BTW, in modern pipelined RISC CPUs, NOP is probably the only true single-cycle instruction. Everything else typically requires at least three ticks: one tick to move data from the register file to the execution unit input, one cycle through the ALU and one more cycle to store the result back into a register and/or present it at the input of another execution unit if a dependent instruction is scheduled there next.
This doesn't make any sense. Because RISC CPU's do not need to convert macro-ops into micro-ops, with very few exceptions, they don't need nearly as complex a front end decoder. The decoder on a RISC CPU is primarily responsible for determining valid instructions, doing assignments, looking up references to the register windows and so forth, it's no where near as beefy as what Intel bolts onto their CPUs. This in turn means the scheduler can be less complex, it doesn't need to deal with an external x86 macro-op being five to seven micro-ops and tracking them as such. There are pro's and cons to this approach with the result being the final performance outcome being the same. Neither is inherently better then the other, but because of the different design philosophies you need to optimize processor resources differently. CISC designs
require very strong front end decoders & schedulers in order to achieve high throughput while RISC design's
require very powerful I/O subsystems to do the same thing. The link I provided from Oracle explains what each component is doing.
Virtually all RISC instructions take 1 clock cycle to execute. This is because they do not use complex referencing or, with very few exceptions, allow compound instructions. Each ISA strays from this a little bit with SPARC being the most militant in it's adherence. Once you start adding complex pipelining this number becomes a bit fuzzy. The RISC instruction still takes exactly one cycle to
execute, there is just a lot of preparatory work done ahead of time to optimize the number of executions that can happen while avoiding stalls. CISC on the other hand would take many cycles, depending on the instruction, division being the worst. The difference is that a single CISC instruction would have to be represented by three or more RISC instructions, so as I said it's not a one to one comparison. The one cycle execution time is important to designing the predictor and scheduler, specifically fixed execution times allow for simpler timing vs variable execution time.
Take a simple MULT instruction that multiples two numbers and stores the result in location of the first variable.
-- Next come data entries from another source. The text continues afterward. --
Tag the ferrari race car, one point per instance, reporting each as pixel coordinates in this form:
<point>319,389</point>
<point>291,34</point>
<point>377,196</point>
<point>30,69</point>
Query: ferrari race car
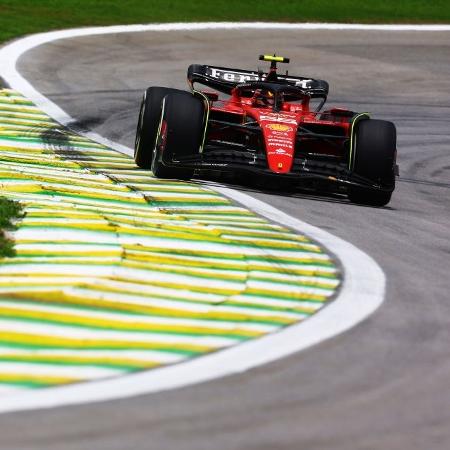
<point>269,125</point>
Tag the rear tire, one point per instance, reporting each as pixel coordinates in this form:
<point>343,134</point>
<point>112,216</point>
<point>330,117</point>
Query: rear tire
<point>147,126</point>
<point>375,156</point>
<point>180,133</point>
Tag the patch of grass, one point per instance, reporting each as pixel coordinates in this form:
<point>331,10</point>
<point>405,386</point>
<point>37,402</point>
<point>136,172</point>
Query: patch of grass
<point>9,211</point>
<point>18,17</point>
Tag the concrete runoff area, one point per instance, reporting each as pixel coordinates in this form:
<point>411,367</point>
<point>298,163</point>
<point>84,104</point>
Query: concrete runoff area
<point>381,385</point>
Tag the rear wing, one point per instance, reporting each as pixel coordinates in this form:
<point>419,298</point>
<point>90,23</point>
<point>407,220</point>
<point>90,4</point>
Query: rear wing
<point>224,79</point>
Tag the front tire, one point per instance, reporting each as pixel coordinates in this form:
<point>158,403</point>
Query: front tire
<point>374,159</point>
<point>147,126</point>
<point>180,134</point>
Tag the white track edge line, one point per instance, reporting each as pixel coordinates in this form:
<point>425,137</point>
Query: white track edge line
<point>361,293</point>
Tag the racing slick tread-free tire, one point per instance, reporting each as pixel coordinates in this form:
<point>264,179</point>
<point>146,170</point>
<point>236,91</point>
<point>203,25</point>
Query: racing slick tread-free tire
<point>375,156</point>
<point>147,126</point>
<point>180,134</point>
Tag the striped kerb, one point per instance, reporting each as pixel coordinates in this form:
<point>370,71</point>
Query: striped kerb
<point>117,271</point>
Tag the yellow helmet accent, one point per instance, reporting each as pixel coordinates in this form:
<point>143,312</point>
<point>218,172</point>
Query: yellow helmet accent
<point>273,58</point>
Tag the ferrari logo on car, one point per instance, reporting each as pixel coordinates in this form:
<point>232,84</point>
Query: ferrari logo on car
<point>278,127</point>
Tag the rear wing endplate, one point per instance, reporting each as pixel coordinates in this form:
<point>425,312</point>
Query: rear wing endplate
<point>224,79</point>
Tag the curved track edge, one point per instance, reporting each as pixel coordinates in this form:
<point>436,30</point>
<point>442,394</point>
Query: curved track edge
<point>362,290</point>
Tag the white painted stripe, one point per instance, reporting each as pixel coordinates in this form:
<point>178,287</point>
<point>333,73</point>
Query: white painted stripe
<point>361,293</point>
<point>9,390</point>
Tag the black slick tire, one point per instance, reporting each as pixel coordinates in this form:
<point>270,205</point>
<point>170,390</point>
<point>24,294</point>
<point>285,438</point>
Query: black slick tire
<point>374,159</point>
<point>180,134</point>
<point>147,127</point>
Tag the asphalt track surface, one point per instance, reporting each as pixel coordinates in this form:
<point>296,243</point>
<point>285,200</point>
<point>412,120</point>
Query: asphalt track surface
<point>383,385</point>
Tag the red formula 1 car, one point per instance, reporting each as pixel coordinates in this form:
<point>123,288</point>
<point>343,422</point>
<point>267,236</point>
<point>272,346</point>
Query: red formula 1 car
<point>265,123</point>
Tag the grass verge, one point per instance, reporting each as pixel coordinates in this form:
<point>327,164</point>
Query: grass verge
<point>9,211</point>
<point>31,16</point>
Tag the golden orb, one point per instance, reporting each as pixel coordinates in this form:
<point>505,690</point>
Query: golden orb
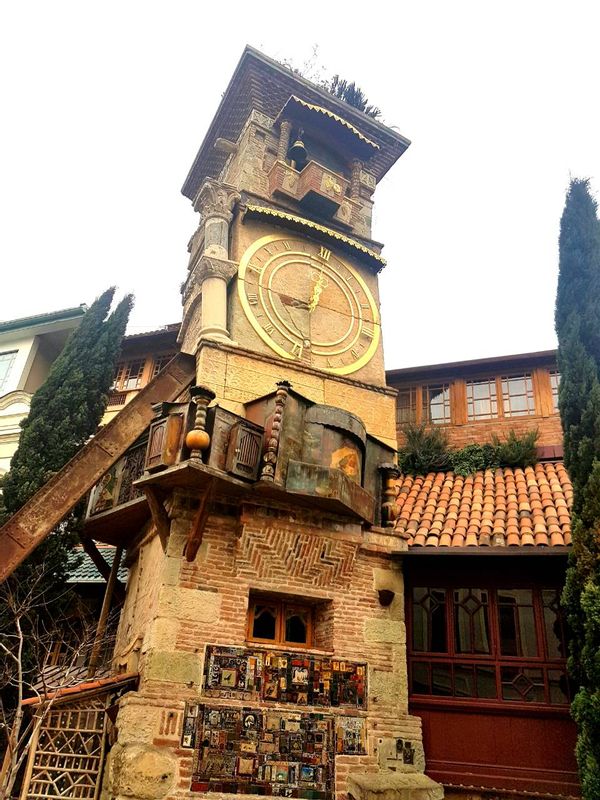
<point>197,440</point>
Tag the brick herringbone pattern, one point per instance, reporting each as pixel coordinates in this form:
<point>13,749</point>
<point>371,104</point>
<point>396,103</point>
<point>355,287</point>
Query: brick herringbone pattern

In x86 Pseudo-code, would be like this
MULT Variable_A Variable_B
That's a single operand in machine language
In RISC Pseudo-code, would look like this
LOAD Register_A, Variable_A
LOAD Register_B, Variable_B
PROD A, B
STORE Variable_A, Register_B
And depending on the ISA there might be a requirement to first lookup the memory location of the variables instead of directly referencing it. And remember this is machine language, so four to five separate operands going into the intrusion queue.
The top machine instruction would need to first be converted into something that looks much like the bottom but is done entirely inside the CPU, then each of those micro-ops would be ordered and scheduled, executed, put back together, retired then another macro-op fetched (in reality several were fetched simultaneously). The bottom set would just be scheduled, possibly reordered, executed individually and no requirement to return as they are in native language and part of a stream of other instructions. The single CISC instruction takes multiple cycles to execute because it's complex, each of those RISC instructions takes one cycle each to execute. You get about the same
total execution time but the scheduling is done very differently.
Two different ways of accomplishing the same task, each with different pro's and cons. RISC is heavily limited by memory I/O due to raw number of operands flying across (instruction not data), CISC is limited by prediction and caching. If you make a mistake in predicting a RISC instruction it's not as big a performance penalty as mispredicting a CISC instruction. RISC relies a lot more on the compiler not screwing up and making spaghetti code. This is why Intel invested so much engineering effort into their magic branch predictor and caching technology. They have, by far, the absolute best caching prediction logic on the planet. It's responsible for their performance lead in single threaded computing.